Mitt Romney has spent much of his campaign attempting to reinvent himself as being a genuine conservative rather than a liberal Republican from New England. If Mitt Romney wishes to appeal to his father’s attacks on Goldwater as proof of his own views on race relations, then it should also reflect on his conservatism, or lack thereof.
In addition to walking out of the 1964 convention, George Romney refused to endorse Goldwater. He accused the conservative hero of cozying up to Southern Segregationists and being indifferent to the plight of African Americans. The elder Romney at least tried to maintain that he was not accusing Goldwater of being a racist, but stated that there was an “inconsistency between [Goldwater’s] personal record and public record.”
What was Goldwater’s public record on civil rights? He’d favored the integration of the Arizona National Guard. As a member of the Phoenix city council, he”d promoted desegregation of public facilities. Goldwater voted for national civil rights laws that dealt with narrowly defined voting rights that were in the government’s constitutional jurisdiction. What he opposed was the federal government getting involved in every single racial issue that occurs anywhere in the United States. In Conscience of a Conservative, he [or Brent Bozell] wrote:
“I believe that the problem of race relations, like all social and cultural problems, is best handled by the people directly concerned. Social and cultural change, however desirable, should not be effected by the engines of national power. Let us, through persuasion and education, seek to improve institutions we deem defective. But let us, in doing so, respect the orderly processes of the law.”
What outraged George Romney was Goldwater’s opposition to the 1964 Civil Rights Act that banned racial discrimination in employment. Goldwater’s main concern was that allowing the government to determine the motivations of a business owner would be nearly impossible, so it would allow bureaucrats to arbitrarily say who is discriminating or not. This almost immediately led to intrusive policies such as racial quotas and “disparate impact.”
George Romney’s unfounded condemnation of Barry Goldwater is just one of many instances of Rockefeller Republicans aligning with the left to attack real conservatives—from Robert Taft to all the way up to Pat Buchanan. That Mitt Romney is willing to appeal to his father’s slander tells us he is aligned with Rockefeller establishment instead of the Goldwater (and Reagan) wing of the GOP.
Fortunately there is at least one Republican candidate who follows Goldwater’s wisdom. In 2004, Ron Paul was the lone dissenter from H.Res. 676, which celebrated the 1964 Civil Rights Act. Paul gave a speech where he stated that any improvement on race relations is “due to changes in public attitudes and private efforts” not government bureaucrats.

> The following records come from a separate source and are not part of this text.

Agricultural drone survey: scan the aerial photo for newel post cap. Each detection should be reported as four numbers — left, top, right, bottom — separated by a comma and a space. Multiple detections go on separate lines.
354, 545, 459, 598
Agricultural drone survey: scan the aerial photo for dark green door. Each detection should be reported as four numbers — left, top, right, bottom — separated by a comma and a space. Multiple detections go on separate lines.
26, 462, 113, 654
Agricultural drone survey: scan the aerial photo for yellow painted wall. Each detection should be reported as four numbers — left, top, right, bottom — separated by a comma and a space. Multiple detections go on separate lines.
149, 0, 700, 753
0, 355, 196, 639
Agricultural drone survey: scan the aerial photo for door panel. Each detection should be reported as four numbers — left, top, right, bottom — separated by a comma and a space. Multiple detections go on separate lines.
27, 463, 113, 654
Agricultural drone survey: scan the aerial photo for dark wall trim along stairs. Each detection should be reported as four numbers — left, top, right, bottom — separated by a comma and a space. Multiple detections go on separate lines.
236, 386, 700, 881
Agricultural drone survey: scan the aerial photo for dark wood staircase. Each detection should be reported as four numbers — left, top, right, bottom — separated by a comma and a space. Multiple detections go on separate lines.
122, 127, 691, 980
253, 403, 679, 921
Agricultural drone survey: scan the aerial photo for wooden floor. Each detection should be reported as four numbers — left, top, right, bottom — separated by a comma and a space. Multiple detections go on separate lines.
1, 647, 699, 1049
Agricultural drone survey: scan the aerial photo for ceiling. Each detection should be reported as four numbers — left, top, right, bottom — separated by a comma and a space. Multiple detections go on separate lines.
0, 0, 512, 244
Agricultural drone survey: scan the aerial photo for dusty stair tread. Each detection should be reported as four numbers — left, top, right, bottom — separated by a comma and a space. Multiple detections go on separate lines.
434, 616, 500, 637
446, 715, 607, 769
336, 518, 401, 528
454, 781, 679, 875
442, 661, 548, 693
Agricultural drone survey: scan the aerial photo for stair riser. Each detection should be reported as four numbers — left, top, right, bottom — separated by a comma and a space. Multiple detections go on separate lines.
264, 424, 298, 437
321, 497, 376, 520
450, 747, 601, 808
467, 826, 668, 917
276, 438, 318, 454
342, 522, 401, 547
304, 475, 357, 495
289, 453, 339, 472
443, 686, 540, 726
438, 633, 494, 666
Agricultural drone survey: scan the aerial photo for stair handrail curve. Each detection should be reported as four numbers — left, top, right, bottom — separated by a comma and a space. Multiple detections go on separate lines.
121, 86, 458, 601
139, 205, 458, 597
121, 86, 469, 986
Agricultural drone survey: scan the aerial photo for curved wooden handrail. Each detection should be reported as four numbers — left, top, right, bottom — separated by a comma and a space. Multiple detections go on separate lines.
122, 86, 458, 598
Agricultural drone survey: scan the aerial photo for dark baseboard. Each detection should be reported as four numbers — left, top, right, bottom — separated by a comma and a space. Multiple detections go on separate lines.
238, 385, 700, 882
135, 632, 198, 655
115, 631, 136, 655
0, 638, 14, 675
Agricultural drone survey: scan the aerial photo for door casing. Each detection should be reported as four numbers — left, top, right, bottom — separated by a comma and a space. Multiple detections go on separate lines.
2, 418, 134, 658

Rather than improving race relations, the law “unconstitutionally expanded federal power, thus reducing liberty. Furthermore, by prompting raced-based quotas, this law undermined efforts to achieve a color-blind society and increased racial strife.”
This is just one of many examples that demonstrates how Ron Paul is a true conservative who puts principles before political correctness and that Mitt Romney is just another New England liberal.